The primary endpoint was the ability to walk. Secondary endpoints
were urinary continence, muscle strength and functional status,
the need for corticosteroids and opioid analgesics, and survival
time. All analyses were by intention to treat.
Findings: After an interim analysis the study was stopped
because the criterion of a predetermined early stopping rule
was met. Thus, 123 patients were assessed for eligibility
before the study closed and 101 were randomized. Significantly
more patients in the surgery group (42/50, 84%) than in the
radiotherapy group (29/51, 57%) were able to walk after treatment
(odds ratio 6.2 [95% CI 2.0-19.8] p=0.001). Patients treated
with surgery also retained the ability to walk significantly
longer than did those with radiotherapy alone (median 122
days vs 13 days, p=0.003). 32 patients entered the study unable
to walk; significantly more patients in the surgery group
regained the ability to walk than patients in the radiation
group (10/16 [62%] vs 3/16 [19%], p=0.01). The need for corticosteroids
and opioid analgesics was significantly reduced in the surgical
group.
Interpretation: Direct decompressive surgery plus postoperative
radiotherapy is superior to treatment with radiotherapy alone
for patients with spinal cord compression caused by metastatic
cancer.
Comments
Strengths/uniqueness:
This is a well-designed study. The groups were equal and represented
the main cancers that cause cord compression from metastases.

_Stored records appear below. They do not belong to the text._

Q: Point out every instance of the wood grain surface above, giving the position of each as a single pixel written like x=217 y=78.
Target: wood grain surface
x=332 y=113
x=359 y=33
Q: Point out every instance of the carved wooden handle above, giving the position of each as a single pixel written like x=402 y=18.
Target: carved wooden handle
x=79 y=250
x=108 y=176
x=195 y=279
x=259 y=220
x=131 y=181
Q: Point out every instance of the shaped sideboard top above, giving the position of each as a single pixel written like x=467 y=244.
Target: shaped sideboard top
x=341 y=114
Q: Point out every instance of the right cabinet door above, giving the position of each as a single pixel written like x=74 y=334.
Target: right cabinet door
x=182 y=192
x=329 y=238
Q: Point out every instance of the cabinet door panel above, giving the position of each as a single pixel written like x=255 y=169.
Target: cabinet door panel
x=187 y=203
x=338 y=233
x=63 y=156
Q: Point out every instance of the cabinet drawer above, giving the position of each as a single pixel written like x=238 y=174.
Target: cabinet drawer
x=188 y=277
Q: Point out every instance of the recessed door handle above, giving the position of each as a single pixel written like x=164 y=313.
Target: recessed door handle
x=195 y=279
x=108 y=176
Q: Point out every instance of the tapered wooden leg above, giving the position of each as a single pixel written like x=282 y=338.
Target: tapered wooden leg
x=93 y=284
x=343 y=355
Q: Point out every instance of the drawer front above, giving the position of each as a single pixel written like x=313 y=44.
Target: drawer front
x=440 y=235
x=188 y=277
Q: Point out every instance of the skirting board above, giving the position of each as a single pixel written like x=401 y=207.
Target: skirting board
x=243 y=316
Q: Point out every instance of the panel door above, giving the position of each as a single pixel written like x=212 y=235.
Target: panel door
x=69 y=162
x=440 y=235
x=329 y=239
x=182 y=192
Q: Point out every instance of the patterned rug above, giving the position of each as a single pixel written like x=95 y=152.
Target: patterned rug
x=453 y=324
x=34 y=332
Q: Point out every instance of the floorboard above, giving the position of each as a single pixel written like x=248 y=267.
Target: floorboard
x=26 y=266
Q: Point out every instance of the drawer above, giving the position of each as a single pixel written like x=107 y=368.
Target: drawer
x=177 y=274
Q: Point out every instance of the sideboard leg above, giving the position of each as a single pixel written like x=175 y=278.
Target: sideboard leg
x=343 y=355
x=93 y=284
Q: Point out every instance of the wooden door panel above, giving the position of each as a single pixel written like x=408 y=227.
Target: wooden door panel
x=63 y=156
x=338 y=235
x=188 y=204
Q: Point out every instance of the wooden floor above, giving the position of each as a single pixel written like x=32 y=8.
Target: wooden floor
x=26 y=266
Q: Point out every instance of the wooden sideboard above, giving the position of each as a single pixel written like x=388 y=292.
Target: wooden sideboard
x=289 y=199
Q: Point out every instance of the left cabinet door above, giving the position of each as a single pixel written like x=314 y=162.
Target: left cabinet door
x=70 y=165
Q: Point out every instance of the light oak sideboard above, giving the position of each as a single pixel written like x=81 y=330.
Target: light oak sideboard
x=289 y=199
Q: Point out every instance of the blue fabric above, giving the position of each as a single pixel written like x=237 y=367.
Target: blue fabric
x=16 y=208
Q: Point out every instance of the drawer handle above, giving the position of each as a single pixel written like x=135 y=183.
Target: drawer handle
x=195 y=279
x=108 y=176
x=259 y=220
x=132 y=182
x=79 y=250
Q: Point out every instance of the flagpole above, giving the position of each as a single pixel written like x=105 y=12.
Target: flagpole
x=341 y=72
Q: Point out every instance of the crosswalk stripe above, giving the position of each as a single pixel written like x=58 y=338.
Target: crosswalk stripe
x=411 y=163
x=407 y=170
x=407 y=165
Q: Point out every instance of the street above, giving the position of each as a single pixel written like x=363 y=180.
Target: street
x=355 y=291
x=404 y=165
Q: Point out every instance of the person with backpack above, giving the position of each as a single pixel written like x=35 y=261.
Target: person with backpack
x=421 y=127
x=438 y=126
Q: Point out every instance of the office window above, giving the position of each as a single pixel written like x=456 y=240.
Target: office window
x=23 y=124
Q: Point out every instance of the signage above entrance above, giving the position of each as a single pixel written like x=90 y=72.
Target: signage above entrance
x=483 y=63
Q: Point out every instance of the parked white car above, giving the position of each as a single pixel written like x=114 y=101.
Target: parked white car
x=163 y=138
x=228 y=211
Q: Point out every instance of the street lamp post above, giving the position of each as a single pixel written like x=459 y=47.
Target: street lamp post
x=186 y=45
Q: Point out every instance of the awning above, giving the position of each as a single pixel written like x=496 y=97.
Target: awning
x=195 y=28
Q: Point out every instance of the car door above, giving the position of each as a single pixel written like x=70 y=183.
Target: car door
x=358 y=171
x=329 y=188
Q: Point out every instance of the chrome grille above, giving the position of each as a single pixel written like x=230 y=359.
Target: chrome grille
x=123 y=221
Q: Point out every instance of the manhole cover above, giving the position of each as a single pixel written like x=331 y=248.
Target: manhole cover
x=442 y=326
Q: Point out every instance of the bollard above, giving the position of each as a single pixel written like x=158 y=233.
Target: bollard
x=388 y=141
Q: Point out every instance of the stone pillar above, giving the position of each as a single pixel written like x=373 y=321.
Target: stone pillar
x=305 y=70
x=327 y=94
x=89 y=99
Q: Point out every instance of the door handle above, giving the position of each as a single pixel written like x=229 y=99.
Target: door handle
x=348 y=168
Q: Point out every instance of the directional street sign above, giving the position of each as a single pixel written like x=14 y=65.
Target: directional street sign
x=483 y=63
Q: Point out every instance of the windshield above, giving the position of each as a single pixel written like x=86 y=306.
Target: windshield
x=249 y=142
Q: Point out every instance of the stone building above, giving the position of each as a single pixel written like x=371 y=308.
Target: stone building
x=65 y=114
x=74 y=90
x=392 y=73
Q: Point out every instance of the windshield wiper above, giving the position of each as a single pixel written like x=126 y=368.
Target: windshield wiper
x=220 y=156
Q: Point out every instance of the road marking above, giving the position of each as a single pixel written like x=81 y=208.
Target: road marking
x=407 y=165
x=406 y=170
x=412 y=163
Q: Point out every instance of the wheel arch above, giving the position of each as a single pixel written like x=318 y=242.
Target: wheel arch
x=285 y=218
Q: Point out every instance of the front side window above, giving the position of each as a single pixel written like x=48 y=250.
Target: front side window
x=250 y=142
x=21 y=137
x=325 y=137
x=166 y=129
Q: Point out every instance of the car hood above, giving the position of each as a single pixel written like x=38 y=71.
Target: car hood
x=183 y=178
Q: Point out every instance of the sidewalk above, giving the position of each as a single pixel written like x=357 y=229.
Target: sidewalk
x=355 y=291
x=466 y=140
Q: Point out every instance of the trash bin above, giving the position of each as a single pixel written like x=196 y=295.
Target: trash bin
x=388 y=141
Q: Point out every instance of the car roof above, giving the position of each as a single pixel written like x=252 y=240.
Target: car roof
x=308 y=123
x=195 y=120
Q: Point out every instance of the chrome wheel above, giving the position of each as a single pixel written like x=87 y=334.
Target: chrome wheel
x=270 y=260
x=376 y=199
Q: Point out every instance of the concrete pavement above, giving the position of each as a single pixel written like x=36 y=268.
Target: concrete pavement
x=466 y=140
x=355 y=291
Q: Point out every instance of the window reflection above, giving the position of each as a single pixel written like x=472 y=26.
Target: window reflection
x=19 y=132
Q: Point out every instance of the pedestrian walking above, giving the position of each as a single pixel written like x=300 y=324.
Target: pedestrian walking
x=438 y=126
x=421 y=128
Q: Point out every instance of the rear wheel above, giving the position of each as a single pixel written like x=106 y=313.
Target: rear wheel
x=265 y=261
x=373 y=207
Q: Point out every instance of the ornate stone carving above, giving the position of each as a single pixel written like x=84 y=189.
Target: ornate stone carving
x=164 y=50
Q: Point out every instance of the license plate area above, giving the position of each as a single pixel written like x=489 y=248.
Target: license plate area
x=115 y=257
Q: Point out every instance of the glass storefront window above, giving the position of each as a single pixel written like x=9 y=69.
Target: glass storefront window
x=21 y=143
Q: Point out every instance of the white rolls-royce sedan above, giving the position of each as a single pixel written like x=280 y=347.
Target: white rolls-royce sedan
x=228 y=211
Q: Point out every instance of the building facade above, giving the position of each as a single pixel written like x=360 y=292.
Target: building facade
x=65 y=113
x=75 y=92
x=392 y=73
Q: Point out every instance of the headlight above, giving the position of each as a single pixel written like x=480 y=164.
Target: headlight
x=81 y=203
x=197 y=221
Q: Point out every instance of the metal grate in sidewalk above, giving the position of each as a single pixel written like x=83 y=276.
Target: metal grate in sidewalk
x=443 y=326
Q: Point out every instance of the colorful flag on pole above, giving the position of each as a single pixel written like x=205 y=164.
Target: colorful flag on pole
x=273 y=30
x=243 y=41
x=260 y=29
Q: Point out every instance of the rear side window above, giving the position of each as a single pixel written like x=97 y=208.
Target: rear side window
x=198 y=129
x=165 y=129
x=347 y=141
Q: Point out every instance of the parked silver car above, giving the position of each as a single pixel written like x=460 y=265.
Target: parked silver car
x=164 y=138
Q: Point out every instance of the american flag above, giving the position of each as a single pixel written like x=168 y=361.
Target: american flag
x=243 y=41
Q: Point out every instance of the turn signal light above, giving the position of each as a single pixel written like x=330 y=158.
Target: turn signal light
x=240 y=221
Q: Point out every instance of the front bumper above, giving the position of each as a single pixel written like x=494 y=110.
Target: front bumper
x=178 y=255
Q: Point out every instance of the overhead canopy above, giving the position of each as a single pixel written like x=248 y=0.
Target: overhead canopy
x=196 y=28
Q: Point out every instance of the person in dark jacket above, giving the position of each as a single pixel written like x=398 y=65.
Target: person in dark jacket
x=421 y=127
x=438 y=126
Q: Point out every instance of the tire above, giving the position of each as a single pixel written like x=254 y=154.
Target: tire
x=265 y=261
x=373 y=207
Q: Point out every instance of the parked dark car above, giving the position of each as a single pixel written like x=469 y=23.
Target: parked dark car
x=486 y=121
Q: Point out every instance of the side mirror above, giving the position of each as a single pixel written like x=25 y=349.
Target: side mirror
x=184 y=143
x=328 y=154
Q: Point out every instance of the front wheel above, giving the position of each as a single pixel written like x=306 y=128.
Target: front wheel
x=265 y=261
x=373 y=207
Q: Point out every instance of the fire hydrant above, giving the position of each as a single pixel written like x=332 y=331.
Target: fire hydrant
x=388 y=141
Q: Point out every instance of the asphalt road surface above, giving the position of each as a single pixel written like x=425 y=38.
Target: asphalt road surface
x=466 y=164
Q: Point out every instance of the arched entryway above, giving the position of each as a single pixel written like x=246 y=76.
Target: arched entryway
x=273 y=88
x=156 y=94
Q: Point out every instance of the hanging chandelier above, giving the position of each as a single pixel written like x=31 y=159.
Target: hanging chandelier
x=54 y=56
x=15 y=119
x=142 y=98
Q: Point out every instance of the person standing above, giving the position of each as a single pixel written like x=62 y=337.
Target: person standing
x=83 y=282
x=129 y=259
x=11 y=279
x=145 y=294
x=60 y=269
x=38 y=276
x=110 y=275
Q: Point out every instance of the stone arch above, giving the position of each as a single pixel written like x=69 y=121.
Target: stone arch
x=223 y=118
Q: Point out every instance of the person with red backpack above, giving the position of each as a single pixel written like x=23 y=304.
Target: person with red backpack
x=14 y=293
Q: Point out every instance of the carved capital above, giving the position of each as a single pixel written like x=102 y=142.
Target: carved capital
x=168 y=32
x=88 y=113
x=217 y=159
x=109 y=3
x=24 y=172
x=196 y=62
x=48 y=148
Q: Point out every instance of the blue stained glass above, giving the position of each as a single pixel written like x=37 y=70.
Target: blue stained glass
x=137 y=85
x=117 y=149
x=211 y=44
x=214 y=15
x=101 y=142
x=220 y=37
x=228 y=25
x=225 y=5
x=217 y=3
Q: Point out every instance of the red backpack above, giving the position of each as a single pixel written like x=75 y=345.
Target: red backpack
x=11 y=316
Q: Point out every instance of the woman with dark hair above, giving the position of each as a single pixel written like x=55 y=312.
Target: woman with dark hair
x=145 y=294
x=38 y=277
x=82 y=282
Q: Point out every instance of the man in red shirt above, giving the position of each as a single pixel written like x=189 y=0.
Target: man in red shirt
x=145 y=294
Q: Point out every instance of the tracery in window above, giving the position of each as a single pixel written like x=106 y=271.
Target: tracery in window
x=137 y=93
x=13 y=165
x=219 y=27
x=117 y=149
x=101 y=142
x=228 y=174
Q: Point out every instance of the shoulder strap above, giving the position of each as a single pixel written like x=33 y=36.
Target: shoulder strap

More recent studies have shown benefit with direct decompressive
surgery, but this is the first study to use a randomized design.
The surgery + radiotherapy group had a NNT=4 for the primary
outcome of ability to walk.
Weaknesses:
It is unusual that it took 10 years to recruit the study patients,
and the authors did not specify how the patients were recruited.
Multiple groups were excluded, which may introduce selection
bias. There is no information about baseline co-morbidities
of the study patients; co-morbidities may influence their
ability to walk.
Relevance to Palliative Care:
The findings of this trial may confer improved quality of
life and independence in the palliative population. Surgery
in palliative patients is often limited by their general condition.